A bill that codifies into state law 10 health services covered under the federal Affordable Care Act now awaits action in the Senate after passage in the House.

But what's unclear is the impact the bill may have on businesses with health insurance policies that don't cover all 10 of those categories.

It could increase healthcare costs for those companies—typically small businesses—and their employees.

The House passed HB 5210 April 26 by a 114-32 vote.

The bill was sponsored by Rep. Sean Scanlon (D-Guilford), chair of the legislature's Insurance and Real Estate Committee.

It codifies the following services: ambulatory patient services, prescription drugs, emergency care, mental health services, hospitalization, rehabilitative services, preventive and wellness services, laboratory services, pediatric care, and maternity and newborn care.

Scanlon said the bill ensures that Connecticut residents retain those healthcare services despite efforts in Washington to end the ACA.

Fiscal Impact

A fiscal note attached to the bill indicates that it may increase costs for municipalities with employee health plans that don't cover all 10 categories.

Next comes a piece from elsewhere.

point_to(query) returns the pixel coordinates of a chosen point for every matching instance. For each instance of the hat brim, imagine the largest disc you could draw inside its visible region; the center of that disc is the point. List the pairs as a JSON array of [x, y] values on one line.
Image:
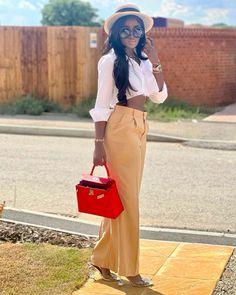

"Any additional coverage requirements will be reflected in increased premium costs for the municipality when they enter into new health insurance contracts after January 1, 2019," the state's nonpartisan Office of Fiscal Analysis reported.

Scanlon argued that it won't affect premium rates because the benefits codified in the bill are already covered by insurance plans.

But since the bill is likely to increase premium costs for municipalities, it stands to reason that it could increase costs for some businesses as well.

The law, if passed, applies only to plans that are fully insured. Typically, these are carried by smaller employers that can't afford to self-insure.

It does not apply to self-insured plans like those used by the state and other large employers, as those plans operate under federal—not state—law.

CBIA will continue to monitor the bill.